We have already described the storage system. In brief, the storage structure can be divided into two categories −
Volatile storage − As the name suggests, a volatile storage cannot survive system crashes. Volatile storage devices are placed very close to the CPU; normally they are embedded onto the chipset itself. For example, main memory and cache memory are examples of volatile storage. They are fast but can store only a small amount of information.
Non-volatile storage − These memories are made to survive system crashes. They are huge in data storage capacity, but slower in accessibility. Examples may include hard-disks, magnetic tapes, flash memory, and non-volatile (battery backed up) RAM.
Recovery and Atomicity
When a system crashes, it may have several transactions being executed and various files opened for them to modify the data items. Transactions are made of various operations, which are atomic in nature. But according to ACID properties of DBMS, atomicity of transactions as a whole must be maintained, that is, either all the operations are executed or none.

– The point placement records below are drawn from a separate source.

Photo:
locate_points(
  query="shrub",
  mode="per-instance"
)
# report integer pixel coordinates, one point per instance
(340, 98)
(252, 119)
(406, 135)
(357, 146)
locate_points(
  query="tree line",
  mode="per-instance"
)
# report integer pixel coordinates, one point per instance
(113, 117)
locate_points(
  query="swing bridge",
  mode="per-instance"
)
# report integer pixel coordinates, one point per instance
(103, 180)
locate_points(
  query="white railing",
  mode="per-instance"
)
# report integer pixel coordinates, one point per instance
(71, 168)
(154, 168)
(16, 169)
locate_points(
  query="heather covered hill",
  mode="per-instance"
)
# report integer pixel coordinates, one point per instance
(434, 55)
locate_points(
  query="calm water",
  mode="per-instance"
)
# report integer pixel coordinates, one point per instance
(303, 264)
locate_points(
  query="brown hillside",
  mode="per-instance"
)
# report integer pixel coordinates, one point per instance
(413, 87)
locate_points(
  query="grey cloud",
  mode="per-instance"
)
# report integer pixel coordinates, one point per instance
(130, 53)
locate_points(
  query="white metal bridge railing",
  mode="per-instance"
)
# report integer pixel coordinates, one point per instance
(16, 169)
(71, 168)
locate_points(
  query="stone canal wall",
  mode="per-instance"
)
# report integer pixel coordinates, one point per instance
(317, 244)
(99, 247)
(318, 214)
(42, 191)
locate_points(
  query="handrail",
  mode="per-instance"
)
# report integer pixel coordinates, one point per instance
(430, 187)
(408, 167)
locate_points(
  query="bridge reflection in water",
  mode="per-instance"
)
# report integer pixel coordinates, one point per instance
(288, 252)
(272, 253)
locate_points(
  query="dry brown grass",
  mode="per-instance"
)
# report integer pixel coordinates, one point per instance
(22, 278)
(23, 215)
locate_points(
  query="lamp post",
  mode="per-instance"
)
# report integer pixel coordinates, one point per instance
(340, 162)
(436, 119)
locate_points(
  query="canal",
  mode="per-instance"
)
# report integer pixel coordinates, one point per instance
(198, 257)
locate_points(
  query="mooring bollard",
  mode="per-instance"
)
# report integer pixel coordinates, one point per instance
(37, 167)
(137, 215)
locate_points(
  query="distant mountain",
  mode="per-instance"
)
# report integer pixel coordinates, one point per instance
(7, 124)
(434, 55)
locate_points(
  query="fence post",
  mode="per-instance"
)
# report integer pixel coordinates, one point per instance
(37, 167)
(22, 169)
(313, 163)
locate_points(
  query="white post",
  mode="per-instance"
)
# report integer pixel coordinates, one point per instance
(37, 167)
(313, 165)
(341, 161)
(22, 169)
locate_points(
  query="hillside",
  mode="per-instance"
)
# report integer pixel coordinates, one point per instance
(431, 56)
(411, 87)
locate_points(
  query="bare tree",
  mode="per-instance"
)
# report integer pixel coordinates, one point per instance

When a DBMS recovers from a crash, it should maintain the following −
It should check the states of all the transactions, which were being executed.
A transaction may be in the middle of some operation; the DBMS must ensure the atomicity of the transaction in this case.
It should check whether the transaction can be completed now or it needs to be rolled back.
No transactions would be allowed to leave the DBMS in an inconsistent state.
There are two types of techniques, which can help a DBMS in recovering as well as maintaining the atomicity of a transaction −
Maintaining the logs of each transaction, and writing them onto some stable storage before actually modifying the database.
Maintaining shadow paging, where the changes are done on a volatile memory, and later, the actual database is updated.
Log is a sequence of records, which maintains the records of actions performed by a transaction. It is important that the logs are written prior to the actual modification and stored on a stable storage media, which is failsafe.
Log-based recovery works as follows −
The log file is kept on a stable storage media.
When a transaction enters the system and starts execution, it writes a log about it.
When the transaction modifies an item X, it write logs as follows −
<Tn, X, V1, V2>
It reads Tn has changed the value of X, from V1 to V2.
- When the transaction finishes, it logs −
The database can be modified using two approaches −
Deferred database modification − All logs are written on to the stable storage and the database is updated when a transaction commits.
Immediate database modification − Each log follows an actual database modification. That is, the database is modified immediately after every operation.
Recovery with Concurrent Transactions
When more than one transaction are being executed in parallel, the logs are interleaved. At the time of recovery, it would become hard for the recovery system to backtrack all logs, and then start recovering. To ease this situation, most modern DBMS use the concept of 'checkpoints'.
Keeping and maintaining logs in real time and in real environment may fill out all the memory space available in the system. As time passes, the log file may grow too big to be handled at all. Checkpoint is a mechanism where all the previous logs are removed from the system and stored permanently in a storage disk. Checkpoint declares a point before which the DBMS was in consistent state, and all the transactions were committed.
When a system with concurrent transactions crashes and recovers, it behaves in the following manner −
The recovery system reads the logs backwards from the end to the last checkpoint.
It maintains two lists, an undo-list and a redo-list.
If the recovery system sees a log with <Tn, Start> and <Tn, Commit> or just <Tn, Commit>, it puts the transaction in the redo-list.
If the recovery system sees a log with <Tn, Start> but no commit or abort log found, it puts the transaction in undo-list.
All the transactions in the undo-list are then undone and their logs are removed. All the transactions in the redo-list and their previous logs are removed and then redone before saving their logs.